20 avril 2024

Parcours politique de Feu Ferhat Abbas

Le 27 août 1961, Ferhat Abbas est remplacé à la tête du GPRA par

Benyoucef Benkhedda.

Nous étions donc à sept mois du cessez-le feu, ce qui veut dire que

l’indépendance était acquise aux yeux de tous. Ce n’était plus qu’une question

de mois.
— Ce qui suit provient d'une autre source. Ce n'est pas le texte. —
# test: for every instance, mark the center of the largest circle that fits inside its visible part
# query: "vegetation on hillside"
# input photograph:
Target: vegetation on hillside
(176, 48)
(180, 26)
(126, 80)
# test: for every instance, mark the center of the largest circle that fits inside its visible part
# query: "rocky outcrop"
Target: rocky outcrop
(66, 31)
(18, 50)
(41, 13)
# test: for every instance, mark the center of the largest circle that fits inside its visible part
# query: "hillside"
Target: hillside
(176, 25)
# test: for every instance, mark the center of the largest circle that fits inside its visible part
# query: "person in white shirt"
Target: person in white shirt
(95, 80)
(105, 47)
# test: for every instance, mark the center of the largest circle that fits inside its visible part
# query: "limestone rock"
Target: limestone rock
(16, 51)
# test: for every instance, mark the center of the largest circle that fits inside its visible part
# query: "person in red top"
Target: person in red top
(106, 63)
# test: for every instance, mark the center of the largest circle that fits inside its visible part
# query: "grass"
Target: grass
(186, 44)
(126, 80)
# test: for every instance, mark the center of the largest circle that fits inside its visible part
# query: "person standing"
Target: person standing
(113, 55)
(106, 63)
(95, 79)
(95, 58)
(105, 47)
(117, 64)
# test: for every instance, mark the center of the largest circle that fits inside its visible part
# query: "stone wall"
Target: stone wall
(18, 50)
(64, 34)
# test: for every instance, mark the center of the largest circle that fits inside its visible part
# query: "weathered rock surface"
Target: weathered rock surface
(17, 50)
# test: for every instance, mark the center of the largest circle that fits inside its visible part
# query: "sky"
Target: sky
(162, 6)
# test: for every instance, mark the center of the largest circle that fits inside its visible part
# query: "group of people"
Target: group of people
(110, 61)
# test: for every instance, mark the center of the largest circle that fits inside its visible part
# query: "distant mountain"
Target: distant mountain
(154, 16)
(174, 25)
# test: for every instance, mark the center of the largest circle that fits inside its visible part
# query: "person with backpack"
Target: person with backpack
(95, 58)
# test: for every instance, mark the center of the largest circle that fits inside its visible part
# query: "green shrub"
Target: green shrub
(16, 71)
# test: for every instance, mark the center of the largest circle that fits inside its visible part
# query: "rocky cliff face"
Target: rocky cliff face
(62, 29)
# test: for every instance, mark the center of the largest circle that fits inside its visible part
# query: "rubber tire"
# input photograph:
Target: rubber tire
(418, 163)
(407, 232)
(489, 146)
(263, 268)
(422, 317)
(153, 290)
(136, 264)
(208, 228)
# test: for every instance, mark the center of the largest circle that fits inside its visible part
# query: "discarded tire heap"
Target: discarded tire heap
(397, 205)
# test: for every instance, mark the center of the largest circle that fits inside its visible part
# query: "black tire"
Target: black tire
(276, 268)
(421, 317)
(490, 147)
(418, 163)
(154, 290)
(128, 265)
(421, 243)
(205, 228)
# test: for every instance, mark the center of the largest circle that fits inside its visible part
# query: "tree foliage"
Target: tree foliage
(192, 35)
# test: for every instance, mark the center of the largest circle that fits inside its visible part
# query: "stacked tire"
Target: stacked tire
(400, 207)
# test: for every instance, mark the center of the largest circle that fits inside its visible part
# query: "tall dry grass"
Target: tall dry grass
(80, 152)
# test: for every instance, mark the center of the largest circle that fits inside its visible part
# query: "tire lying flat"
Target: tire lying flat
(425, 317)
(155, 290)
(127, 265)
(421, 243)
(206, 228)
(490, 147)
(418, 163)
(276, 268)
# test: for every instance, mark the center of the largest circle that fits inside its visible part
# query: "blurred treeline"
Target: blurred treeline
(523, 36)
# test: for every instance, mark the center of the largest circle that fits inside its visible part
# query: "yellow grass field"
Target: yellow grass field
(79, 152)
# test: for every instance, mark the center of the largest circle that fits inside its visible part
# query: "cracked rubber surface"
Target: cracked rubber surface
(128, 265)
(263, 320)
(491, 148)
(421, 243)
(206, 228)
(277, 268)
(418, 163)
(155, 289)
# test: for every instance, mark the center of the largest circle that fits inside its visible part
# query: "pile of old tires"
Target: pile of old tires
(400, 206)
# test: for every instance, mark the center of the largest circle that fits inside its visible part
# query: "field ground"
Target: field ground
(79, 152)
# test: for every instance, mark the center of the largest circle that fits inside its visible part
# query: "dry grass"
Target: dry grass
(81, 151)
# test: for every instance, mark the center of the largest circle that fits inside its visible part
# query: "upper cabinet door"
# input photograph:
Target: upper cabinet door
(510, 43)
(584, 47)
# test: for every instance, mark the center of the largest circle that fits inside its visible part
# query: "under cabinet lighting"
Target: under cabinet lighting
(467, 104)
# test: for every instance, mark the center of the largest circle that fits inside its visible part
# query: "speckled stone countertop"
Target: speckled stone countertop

Raison pour laquelle il est plus que normal de se poser la question de

savoir ce qui avait motivé cette destitution ?

Dans mon livre « La crise de l’été 1962 » j’ai essayé de comprendre.

Parce que depuis que j’entends parler de cette fameuse crise, je me demandais

comment un homme tel que Ferhat Abbas avait pu choisir un camp au détriment

d’un autre sans raison valable, lui le rassembleur, le réconciliateur, le

modérateur ? Etait-il possible que Ferhat Abbas lui aussi convoitait le pouvoir ?

Lui le leader de l’UDMA, qui avant de rejoindre le FLN avait déjà été accueilli

en chef d’état, et qui pourtant renonça au titre et aux honneurs, pour ne devenir

qu’un simple militant au sein d’un mouvement révolutionnaire qui n’avait même

pas encore en 1955 l’adhésion de tout le peuple algérien ? Comment pouvait-il

convoiter le pouvoir en 1962, alors qu’il y avait renoncé en 1955, après sa

rencontre avec Abane Ramdane ? Pouvait-il avoir rejoint Tlemcen uniquement

pour régler ses comptes avec Benkhedda, comme le disent ses détracteurs,

comme si Benkhedda avait tant de pouvoir au sein de la révolution devant les

trois fameux colonels, les 3B, qui y dictaient leurs lois, avec tout le respect que

je dois à leur mémoire, mais leurs frères de combat ont témoigné en ce sens ?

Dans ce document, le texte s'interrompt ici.